We ate room service. We fucked. We watched old reruns of TV shows. It was the best day of my life.

Elliot didn’t push me, didn’t order me to do anything that wasn’t sexual. But there came a point when even his stamina found its limit. And I’d grown bored of TV and avoiding the elephant in the room.

I hadn’t gone as crazy as actually deciding to tell him the full truth and nothing but the truth, but I needed to release the pressure I was feeling at the base of my skull that had nothing to do with my hangover.

We were perched on the sofa, TV still running, me wearing his tee and panties, him in nothing but boxers.

Without even trying, he looked like he could be selling underwear on a billboard in Times Square.

Not for the first time, I marveled at his rugged beauty.

The ease in which he carried himself. Everything about him was captivating.

Soft and hard at the same time. Masculine yet nurturing.

He deserved answers. He certainly didn’t deserve to be shot at in his backyard because of who he chose to warm his bed.

“I’ve often wondered why I’m like this,” I said, looking out the window. The sea was calm today. The ocean inside of me was raging.

“I come from a disgustingly normal family.” I gripped the stem of my glass and kept watching the sea.

“Not perfect, no one is. My parents have gone through rough patches, there have been money problems, fights.” I waved my hand dismissively, even though some of those fights were cemented in my memory.

My parents had made an effort to keep us out of their relationship.

Rowan and Kendra were younger than me, not by much, but young enough to be asleep on the rare occasions when my parents raised their voices.

That or they were distracted on the even rarer occasions when they fought while we were awake.

But I stayed up late, was not easily distracted, and was hyperaware of anything that could disrupt the peace in our lives. Something in me, even then, was bracing, waiting for impact. I took on every fight as a harbinger of divorce, an omen of destruction that never came.

“Nothing insurmountable, nothing unforgivable,” I told Elliot, now old enough to understand that the fights my parents had were nothing but releases of pressure in a happy and healthy marriage.

“There was love in our house, we were accepted for exactly who we were. No one set impossible standards for us. Yet I came out setting them for myself. Constantly pushing myself, knowing that I was going somewhere different.” I turned to look at Elliot.

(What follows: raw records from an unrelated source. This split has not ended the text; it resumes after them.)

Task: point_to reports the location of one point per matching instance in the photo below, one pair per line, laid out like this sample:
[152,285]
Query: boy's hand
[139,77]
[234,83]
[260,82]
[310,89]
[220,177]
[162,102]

I was drinking a seltzer, needing something to do with my hands. I lifted it to my lips, barely even tasting it.

“I convinced myself that the absolute worst life possible was a quiet, peaceful life in a small town.” I let out a bitter laugh.

“And look where I am.” I spread my hand out at the ocean, not referencing my exact location but rather the point I was in life.

“Living in my brother’s house in a small town in Maine, with a fisherman boyfriend, somehow happier than I ever was in my penthouse in New York and the life I deemed so important. ”

Elliot stilled when I said that. He had respected the distance I put between us, as he often respected many of the choices I made.

Until he didn’t want to, that was. Until he somehow sensed that I didn’t want him to either.

He was that attuned to me. The way he watched me…

Always with an intensity making him able to spot the smallest of tells of my discomfort. My need for his comfort.

He took the drink from my hands and set it on the side table. His hands immediately went to the sides of my face, caressing my jaw. “Say it again,” he whispered.

I blinked, shocked at the intensity in his expression, at the way he was holding me.

“Say what?” I asked, genuinely confused.

I’d said a whole lot just then, and I couldn’t understand what might’ve elicited his reaction.

I didn’t let it slip that I was falling in love with him, did I?

I hadn’t properly admitted it to myself.

Admitting it to him would be a deadly mistake, considering I was still planning on ending things.

I just kept amending the date. Because I was selfish and greedy.

But I was also committed to not letting him ruin his life.

Letting me ruin his life.

He stroked the side of my jaw with his thumb. “That you’re happy,” he whispered, eyes roving over my face.